24 neue Fachkräfte für OP und Anästhesie
RoMed Kliniken verabschieden erfolgreichen ATA/OTA-Jahrgang – zehn Absolventinnen und Absolventen mit Staatspreis ausgezeichnet
Drei Jahre Ausbildung, zahlreiche Praxiseinsätze und anspruchsvolle Prüfungen liegen hinter ihnen: 24 Absolventinnen und Absolventen haben an den RoMed Kliniken ihre Ausbildung zu Anästhesietechnischen und Operationstechnischen Assistentinnen und Assistenten (ATA/OTA) erfolgreich abgeschlossen.

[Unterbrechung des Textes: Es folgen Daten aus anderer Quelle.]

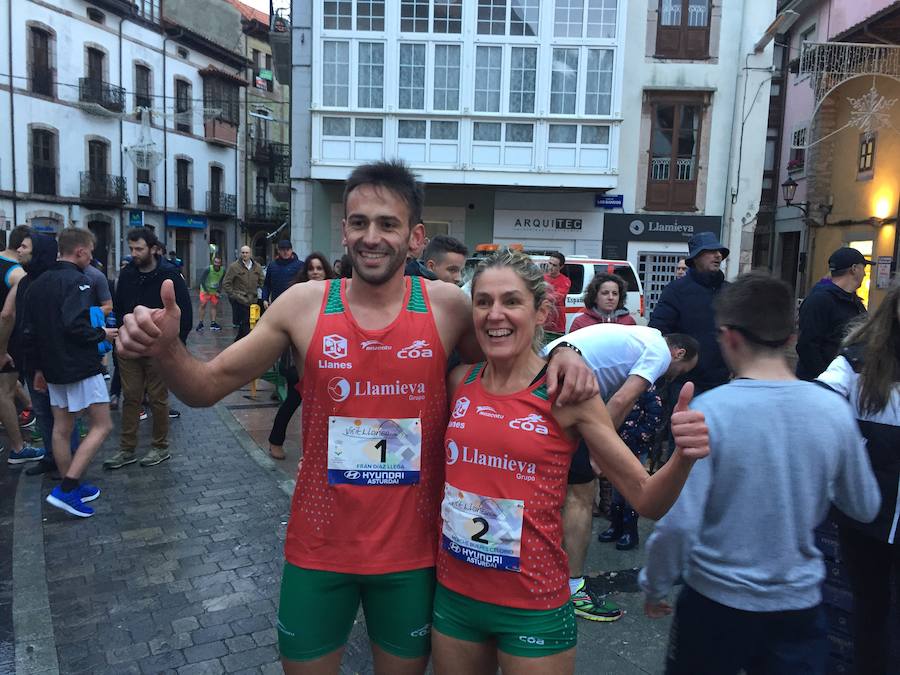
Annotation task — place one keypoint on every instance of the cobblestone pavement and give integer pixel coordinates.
(179, 569)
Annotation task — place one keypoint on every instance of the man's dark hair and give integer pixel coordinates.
(18, 235)
(440, 245)
(145, 233)
(683, 341)
(760, 307)
(73, 237)
(559, 256)
(392, 175)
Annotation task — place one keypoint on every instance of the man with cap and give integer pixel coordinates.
(281, 272)
(828, 308)
(686, 306)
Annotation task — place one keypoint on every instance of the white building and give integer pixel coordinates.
(520, 114)
(78, 74)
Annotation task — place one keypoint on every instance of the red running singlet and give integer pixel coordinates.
(374, 416)
(506, 472)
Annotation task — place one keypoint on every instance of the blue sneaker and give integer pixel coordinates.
(69, 502)
(88, 492)
(26, 454)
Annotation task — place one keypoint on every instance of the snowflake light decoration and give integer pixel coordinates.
(871, 111)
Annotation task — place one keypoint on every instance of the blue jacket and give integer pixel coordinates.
(279, 275)
(686, 306)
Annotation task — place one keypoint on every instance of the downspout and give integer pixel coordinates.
(118, 254)
(12, 119)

Die Ausbildung hatte am 1. September 2023 begonnen und verbindet theoretisches Wissen mit intensiver praktischer Vorbereitung auf den Berufsalltag im OP und in der Anästhesie. Bei der staatlichen Abschlussprüfung wurden 14 Absolventinnen und Absolventen im Bereich Operationstechnischen und zehn im Bereich Anästhesietechnischen Assistenz geprüft. Zum Jahrgang gehörten neben Auszubildenden der RoMed Kliniken auch Nachwuchskräfte der langjährigen Kooperationspartner aus Erding, Ebersberg, Vogtareuth und Bad Aibling.
Fachwissen und Verantwortung
Schulleiter Lutz Krüger stellte in seinem Rückblick den Zusammenhang zwischen fachlicher Qualifikation und gesamtgesellschaftlichen Werten heraus: „In der Ausbildung vermitteln wir nicht nur handwerkliche und medizinische Kompetenzen. Gerade in den Operationssälen werden täglich Werte wie Respekt, Verantwortung und Teamarbeit gelebt und brauchen Raum.“
Auch Pflegedirektorin Judith Hantl-Merget hob die besondere Verantwortung der neuen ATA und OTA hervor. Während einer Operation nehmen Patientinnen und Patienten ihre Umgebung nicht bewusst wahr. Umso wichtiger ist es, dass die Fachkräfte ihnen Sicherheit geben, Ängste nehmen und auch in kritischen Situationen verlässlich an ihrer Seite stehen. Diese Begleitung sei in besonderem Maße Vertrauensarbeit und unverzichtbar für Patientensicherheit und Behandlungserfolg.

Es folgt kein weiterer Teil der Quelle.